Another potential influence is the optimal operating point of the charger (onboard or off board) Most power converters will be most efficient at a particular voltage ratio, so with battery voltage varying 25% between full and empty one would anticipate it is more efficient at some SOCs than others.

 

[AAKEE]

I just got my WC installed. 3 phase 400V. Also bought a meter for used energy installed before the WC (good enough to legally professionall debit per the meters data).

First charge as I checked was from 47 to 71% on the screen battery meter, put the carging to 6kW.
Scan my tesla said SOC 47,92% before charging and 71.04% after. Thats 23.12%.
SMT values = 40,5kwh till 58,30 kwh = 17.8 kwh
The electric meter went from 14.98kwh to 34.89kwh = 19.91kwh bought.
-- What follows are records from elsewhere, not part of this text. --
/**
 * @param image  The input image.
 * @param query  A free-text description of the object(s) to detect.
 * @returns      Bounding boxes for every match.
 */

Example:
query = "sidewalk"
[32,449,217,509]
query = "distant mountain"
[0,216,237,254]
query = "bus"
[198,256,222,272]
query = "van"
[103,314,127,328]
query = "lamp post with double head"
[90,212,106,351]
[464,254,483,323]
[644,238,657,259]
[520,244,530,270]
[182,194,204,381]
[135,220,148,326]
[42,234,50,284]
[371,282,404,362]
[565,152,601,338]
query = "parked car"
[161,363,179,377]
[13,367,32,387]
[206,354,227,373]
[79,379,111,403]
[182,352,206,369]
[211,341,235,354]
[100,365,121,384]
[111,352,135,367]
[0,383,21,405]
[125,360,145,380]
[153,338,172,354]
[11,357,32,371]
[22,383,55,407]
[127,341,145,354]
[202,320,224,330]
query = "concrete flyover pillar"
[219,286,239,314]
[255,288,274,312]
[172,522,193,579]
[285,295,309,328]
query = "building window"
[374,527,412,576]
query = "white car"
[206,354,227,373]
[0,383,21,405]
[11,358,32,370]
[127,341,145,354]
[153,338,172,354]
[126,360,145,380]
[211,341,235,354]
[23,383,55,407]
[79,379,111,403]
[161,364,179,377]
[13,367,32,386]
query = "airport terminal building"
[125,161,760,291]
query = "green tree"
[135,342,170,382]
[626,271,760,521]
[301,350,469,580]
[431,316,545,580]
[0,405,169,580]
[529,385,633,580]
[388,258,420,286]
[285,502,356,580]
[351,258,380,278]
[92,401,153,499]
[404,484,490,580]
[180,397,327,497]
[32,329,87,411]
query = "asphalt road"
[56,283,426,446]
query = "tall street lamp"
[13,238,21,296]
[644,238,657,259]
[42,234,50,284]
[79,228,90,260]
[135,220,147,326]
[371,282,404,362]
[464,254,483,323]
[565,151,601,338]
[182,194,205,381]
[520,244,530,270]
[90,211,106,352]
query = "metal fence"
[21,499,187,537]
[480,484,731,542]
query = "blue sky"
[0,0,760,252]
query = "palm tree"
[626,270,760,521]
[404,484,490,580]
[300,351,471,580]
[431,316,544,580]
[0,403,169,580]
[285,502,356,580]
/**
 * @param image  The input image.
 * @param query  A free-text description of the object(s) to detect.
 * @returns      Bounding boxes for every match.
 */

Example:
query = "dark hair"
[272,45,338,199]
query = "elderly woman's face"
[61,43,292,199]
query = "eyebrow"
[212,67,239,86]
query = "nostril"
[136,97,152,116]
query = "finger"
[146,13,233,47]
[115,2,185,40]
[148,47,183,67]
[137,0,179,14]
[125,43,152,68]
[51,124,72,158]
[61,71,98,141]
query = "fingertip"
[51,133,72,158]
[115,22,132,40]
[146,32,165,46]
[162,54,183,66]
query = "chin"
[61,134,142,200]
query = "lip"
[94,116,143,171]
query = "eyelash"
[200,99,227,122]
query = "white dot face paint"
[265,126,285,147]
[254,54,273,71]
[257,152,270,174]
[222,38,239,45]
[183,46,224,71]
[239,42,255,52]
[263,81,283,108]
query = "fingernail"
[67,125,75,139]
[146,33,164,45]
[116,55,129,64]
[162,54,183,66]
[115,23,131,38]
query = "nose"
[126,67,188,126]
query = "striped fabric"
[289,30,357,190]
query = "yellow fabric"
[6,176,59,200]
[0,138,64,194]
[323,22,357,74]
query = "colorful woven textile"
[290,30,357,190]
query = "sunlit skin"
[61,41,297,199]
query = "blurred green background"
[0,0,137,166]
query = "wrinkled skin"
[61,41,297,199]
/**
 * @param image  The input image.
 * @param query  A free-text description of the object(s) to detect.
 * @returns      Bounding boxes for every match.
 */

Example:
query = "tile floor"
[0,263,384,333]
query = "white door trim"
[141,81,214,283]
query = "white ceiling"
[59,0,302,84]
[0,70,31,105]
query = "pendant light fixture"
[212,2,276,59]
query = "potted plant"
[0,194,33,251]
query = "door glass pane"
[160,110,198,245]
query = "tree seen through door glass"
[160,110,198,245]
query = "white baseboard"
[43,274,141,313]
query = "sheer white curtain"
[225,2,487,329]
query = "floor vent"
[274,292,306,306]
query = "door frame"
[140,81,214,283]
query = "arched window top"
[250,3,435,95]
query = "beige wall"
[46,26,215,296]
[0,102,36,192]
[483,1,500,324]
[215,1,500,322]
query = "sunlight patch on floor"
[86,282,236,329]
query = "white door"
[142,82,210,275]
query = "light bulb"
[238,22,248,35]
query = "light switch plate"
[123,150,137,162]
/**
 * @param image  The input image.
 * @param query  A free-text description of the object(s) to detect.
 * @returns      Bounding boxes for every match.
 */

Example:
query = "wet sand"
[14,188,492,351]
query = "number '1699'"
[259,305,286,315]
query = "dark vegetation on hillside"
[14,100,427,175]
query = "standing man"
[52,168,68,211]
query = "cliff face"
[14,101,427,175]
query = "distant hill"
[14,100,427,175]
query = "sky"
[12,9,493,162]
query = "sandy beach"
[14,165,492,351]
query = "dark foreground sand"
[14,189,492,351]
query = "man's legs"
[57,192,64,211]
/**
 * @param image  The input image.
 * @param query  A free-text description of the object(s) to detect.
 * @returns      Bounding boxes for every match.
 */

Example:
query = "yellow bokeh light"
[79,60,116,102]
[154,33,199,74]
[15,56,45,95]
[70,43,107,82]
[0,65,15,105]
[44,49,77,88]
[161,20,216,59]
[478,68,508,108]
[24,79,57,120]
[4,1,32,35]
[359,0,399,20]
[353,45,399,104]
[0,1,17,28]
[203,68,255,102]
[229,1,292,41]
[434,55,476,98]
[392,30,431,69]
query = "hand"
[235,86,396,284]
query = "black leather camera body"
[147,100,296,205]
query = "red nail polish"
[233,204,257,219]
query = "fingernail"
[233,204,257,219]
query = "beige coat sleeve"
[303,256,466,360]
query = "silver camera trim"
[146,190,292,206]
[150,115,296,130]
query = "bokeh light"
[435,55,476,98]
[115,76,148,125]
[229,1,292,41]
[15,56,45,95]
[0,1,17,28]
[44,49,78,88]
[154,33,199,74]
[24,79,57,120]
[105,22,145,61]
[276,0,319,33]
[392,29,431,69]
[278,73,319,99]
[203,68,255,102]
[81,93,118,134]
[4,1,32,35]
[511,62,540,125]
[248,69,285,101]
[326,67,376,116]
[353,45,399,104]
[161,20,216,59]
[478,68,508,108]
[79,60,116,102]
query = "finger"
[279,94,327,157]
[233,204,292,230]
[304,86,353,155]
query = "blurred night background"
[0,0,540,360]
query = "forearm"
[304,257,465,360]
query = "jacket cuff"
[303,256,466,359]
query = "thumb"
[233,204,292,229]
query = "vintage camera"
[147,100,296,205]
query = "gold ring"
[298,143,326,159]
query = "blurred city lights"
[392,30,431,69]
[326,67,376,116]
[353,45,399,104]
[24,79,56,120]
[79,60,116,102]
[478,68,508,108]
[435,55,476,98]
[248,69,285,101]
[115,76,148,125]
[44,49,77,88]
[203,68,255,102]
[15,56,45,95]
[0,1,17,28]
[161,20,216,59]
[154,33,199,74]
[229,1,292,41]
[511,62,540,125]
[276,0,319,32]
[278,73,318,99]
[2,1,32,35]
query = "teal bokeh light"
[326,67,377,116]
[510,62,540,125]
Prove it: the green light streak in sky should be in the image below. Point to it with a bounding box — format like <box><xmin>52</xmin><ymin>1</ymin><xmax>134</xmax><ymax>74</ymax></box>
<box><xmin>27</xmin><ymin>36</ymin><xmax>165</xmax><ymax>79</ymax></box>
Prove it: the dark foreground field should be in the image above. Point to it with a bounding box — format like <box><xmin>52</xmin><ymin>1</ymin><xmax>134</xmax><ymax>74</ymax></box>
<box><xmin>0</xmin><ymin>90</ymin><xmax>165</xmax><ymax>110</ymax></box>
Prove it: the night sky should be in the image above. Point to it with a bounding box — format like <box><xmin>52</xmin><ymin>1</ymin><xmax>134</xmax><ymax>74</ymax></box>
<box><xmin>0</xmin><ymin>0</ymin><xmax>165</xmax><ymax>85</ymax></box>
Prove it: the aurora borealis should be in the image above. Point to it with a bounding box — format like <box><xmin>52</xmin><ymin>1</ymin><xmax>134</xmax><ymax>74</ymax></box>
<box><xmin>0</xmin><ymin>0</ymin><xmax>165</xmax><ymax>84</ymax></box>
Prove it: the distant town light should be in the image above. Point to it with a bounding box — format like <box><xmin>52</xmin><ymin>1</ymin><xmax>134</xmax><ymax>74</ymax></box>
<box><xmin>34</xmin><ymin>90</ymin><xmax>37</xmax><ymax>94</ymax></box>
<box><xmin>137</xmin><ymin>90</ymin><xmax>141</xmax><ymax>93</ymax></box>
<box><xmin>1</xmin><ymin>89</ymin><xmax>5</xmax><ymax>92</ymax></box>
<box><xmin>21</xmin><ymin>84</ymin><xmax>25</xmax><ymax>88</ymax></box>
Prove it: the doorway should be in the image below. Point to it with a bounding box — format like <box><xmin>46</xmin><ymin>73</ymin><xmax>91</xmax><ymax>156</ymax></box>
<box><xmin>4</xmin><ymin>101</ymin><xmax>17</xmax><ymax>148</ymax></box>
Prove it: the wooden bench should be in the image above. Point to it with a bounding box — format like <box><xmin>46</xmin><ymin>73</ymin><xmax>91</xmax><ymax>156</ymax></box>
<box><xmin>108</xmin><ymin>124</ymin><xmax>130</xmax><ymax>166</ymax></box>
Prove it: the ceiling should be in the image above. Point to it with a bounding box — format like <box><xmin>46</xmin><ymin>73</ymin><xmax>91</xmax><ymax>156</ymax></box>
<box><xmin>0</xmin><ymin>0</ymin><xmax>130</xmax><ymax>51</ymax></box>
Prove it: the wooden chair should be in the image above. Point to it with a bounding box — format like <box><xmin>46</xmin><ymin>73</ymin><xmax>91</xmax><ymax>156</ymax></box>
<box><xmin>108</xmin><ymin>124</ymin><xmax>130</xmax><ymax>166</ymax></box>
In total 89.4% charge efficiency.

I started the charge immediately after I came home from work. -10 degrees outside and the car was outside whole day but parked in my garage which keeps +10C after the ar gets heated upp after some hours so I guess the battery was kept warm during charging.

 

[Candleflame]

I know that charging speed is faster at lower soc than at higher soc, but is there a difference in the amount of energy required to charge each % of battery at different soc -- that is, does it require about the same amount of kwh to charge each additional 1kwh or 1% at 10% capacity compared to at 90%? And is it close to 1:1 inpututput, or is it significantly less efficient than that?

if you have degradation the scale is different i.e. 0 -10% holds more energy than 80-90%. At 1% SOC left the car behaves like it has no degradation but your range/% decreases to display your degradation until maximum at 100%.